The Perl Toolchain Summit needs more sponsors. If your company depends on Perl, please support this very important event.

NAME

HTTP::Promise::Entity - HTTP Entity Class

SYNOPSIS

    use HTTP::Promise::Entity;
    my $this = HTTP::Promise::Entity->new || die( HTTP::Promise::Entity->error, "\n" );

VERSION

    v0.2.1

DESCRIPTION

This class represents an HTTP entity, which is an object class containing an headers object and a body object. It is agnostic to the type of HTTP message (request or response) it is associated with and can be used recurrently, such as to represent a part in a multipart HTTP message. Its purpose is to provide an API to access and manipulate and HTTP message entity.

Here is how it fits in overall relation with other classes.

    +-------------------------+    +--------------------------+    
    |                         |    |                          |    
    | HTTP::Promise::Request  |    | HTTP::Promise::Response  |    
    |                         |    |                          |    
    +------------|------------+    +-------------|------------+    
                 |                               |                 
                 |                               |                 
                 |                               |                 
                 |  +------------------------+   |                 
                 |  |                        |   |                 
                 +--- HTTP::Promise::Message |---+                 
                    |                        |                     
                    +------------|-----------+                     
                                 |                                 
                                 |                                 
                    +------------|-----------+                     
                    |                        |                     
                    | HTTP::Promise::Entity  |                     
                    |                        |                     
                    +------------|-----------+                     
                                 |                                 
                                 |                                 
                    +------------|-----------+                     
                    |                        |                     
                    | HTTP::Promise::Body    |                     
                    |                        |                     
                    +------------------------+                     

CONSTRUCTOR

new

This instantiate a new HTTP::Promise::Entity object and returns it. It takes the following options, which can also be set or retrieved with their related method.

  • compression_min

    Integer. Size threshold beyond which the associated body can be compressed. This defaults to 204800 (200Kb). Set it to 0 to disable it.

  • effective_type

    String. The effective mime-type. Default to undef

  • epilogue

    An array reference of strings to be added after the headers and before the parts in a multipart message. Each array reference entry is treated as one line. This defaults to undef

  • ext_vary

    Boolean. Setting this to a true value and this will have "decode_body" and "encode_body" change the entity body file extension to reflect the encoding or decoding applied.

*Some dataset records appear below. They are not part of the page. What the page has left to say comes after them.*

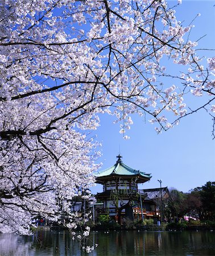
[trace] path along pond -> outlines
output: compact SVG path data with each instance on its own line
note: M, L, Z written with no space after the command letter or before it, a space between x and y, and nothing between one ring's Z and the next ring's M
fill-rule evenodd
M0 234L1 256L215 255L215 232L92 232L84 253L65 230L40 230L31 237ZM38 241L41 242L38 242Z

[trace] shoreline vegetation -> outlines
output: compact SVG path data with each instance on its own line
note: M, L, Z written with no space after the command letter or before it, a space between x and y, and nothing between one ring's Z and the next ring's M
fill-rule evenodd
M137 230L137 231L200 231L209 230L215 232L215 221L206 221L204 222L199 221L191 221L190 222L182 220L180 222L172 222L171 223L162 222L160 225L151 223L150 220L146 220L143 222L127 220L124 224L119 225L113 220L103 223L98 222L96 224L92 222L88 224L91 230ZM80 225L77 229L82 229L83 226ZM67 229L60 225L46 225L39 226L36 228L32 227L32 230L35 232L38 230L55 230L59 229Z

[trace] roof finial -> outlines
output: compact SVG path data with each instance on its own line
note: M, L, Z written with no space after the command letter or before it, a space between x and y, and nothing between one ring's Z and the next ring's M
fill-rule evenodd
M121 158L122 158L122 156L121 155L120 155L119 154L117 156L117 158L118 158L117 163L122 163Z

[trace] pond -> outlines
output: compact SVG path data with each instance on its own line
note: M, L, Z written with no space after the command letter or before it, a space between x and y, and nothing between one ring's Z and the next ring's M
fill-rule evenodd
M84 253L65 230L40 230L31 237L0 234L0 255L215 255L215 232L210 231L92 232L88 242L98 246Z

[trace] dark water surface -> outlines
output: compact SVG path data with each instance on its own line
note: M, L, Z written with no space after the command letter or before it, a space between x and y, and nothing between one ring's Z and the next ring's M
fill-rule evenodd
M92 232L86 243L98 246L89 254L83 253L67 231L36 234L0 234L0 255L215 255L215 232Z

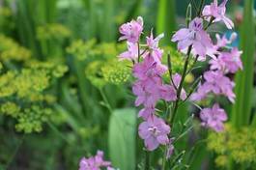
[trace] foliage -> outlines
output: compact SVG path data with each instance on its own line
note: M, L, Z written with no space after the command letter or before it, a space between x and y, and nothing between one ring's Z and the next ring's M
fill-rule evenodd
M244 127L237 129L232 125L226 125L225 131L212 132L208 137L208 149L215 152L215 163L218 166L228 166L229 157L236 163L254 166L256 163L256 129Z

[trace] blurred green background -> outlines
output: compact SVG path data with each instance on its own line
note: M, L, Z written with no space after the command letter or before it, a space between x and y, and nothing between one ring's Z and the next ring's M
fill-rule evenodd
M165 33L162 45L179 72L183 59L170 38L185 25L189 3L195 14L198 0L0 0L0 170L78 169L79 159L98 149L114 167L142 169L129 64L117 60L125 50L118 28L142 15L145 35L151 28ZM244 64L243 71L230 75L236 104L221 100L228 131L211 134L195 120L175 146L185 151L178 169L256 167L255 6L230 0L227 7L239 33L233 45L243 51ZM231 34L223 25L211 34L214 30ZM191 112L188 104L180 108L176 131ZM155 167L158 153L152 156Z

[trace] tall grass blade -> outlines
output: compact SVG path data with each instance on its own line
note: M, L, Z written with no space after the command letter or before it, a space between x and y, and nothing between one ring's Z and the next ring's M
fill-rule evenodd
M243 71L236 76L237 100L232 108L232 124L239 128L249 124L253 91L253 67L255 58L254 0L244 1L243 21L241 27L241 49Z
M170 43L172 32L176 28L175 9L175 0L158 1L156 33L164 33L164 44Z
M113 112L110 118L108 146L114 167L135 169L136 114L132 108Z

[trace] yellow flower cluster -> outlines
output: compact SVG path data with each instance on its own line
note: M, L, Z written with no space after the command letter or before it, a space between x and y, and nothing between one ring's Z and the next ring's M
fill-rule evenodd
M116 43L96 44L96 40L77 40L67 52L79 61L86 59L86 77L94 86L102 88L107 83L119 85L130 77L128 64L117 61L117 55L124 49L125 46Z
M0 34L0 61L26 61L31 58L31 52L20 46L14 40Z
M227 165L228 157L239 164L256 163L256 128L252 127L235 129L226 125L225 131L212 132L208 137L208 148L219 156L218 166Z
M71 30L59 23L50 23L37 28L37 39L41 41L63 40L71 35Z
M95 39L88 42L77 40L72 42L71 44L67 47L67 52L76 57L78 60L84 60L90 55L95 44Z
M41 131L53 112L56 101L47 92L53 80L64 75L68 68L51 62L30 61L21 71L0 74L0 113L14 118L18 131Z

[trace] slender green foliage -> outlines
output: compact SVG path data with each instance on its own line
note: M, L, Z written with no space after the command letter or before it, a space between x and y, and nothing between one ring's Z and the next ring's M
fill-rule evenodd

    See "ext_vary" for an example.

  • headers

    This is an HTTP::Promise::Headers object. This defaults to undef

  • is_encoded

    Boolean. This is a flag used to determine whether the related entity body is decoded or not. This defaults to undef

    See also "content_encoding" in HTTP::Promise::Headers

  • output_dir

    This is the path to the directory used when extracting body to files on the filesystem. This defaults to undef

  • preamble

    An array reference of strings to be added after all the parts in a multipart message. Each array reference entry is treated as one line. This defaults to undef

METHODS

add_part

Provided with an HTTP::Promise::Entity object, and this will add it to the stack of parts for this entity.

It returns the part added, or upon error, sets an error and returns undef.

as_form_data

If the entity is of type multipart/form-data, this will transform all of its parts into an HTTP::Promise::Body::Form::Data object.

It returns the new HTTP::Promise::Body::Form::Data object upon success, or 0 if there was nothing to be done i the entity is not multipart/form-data for example, or upon error, sets an error and returns undef.

Note that this is memory savvy, because even though it breaks down the parts into an HTTP::Promise::Body::Form::Data object, original entity body that were stored on file remain on file. Each of the HTTP::Promise::Body::Form::Data entry is a field name and its value is an HTTP::Promise::Body::Form::Field object. Thus you could access data such as:

    my $form = $ent->as_form_data;
    my $name = $form->{fullname}->value;
    if( $form->{picture}->file )
    {
        say "Picture is stored on file.";
    }
    elsif( $form->{picture}->value->length )
    {
        say "Picture is in memory.";
    }
    else
    {
        say "There is no data.";
    }

    say "Content-Type for this form-data is: ", $form->{picture}->headers->content_type;

as_string

This returns a scalar object containing a string representation of the message entity.

It takes an optional string parameter containing an end of line separator, which defaults to \015\012.

Internally, this calls "print".

If an error occurred, it set an error and returns undef.

Be mindful that because this returns a scalar object, it means the entire HTTP message entity is loaded into memory, which, depending on the content size, can potentially be big and thus take a lot of memory.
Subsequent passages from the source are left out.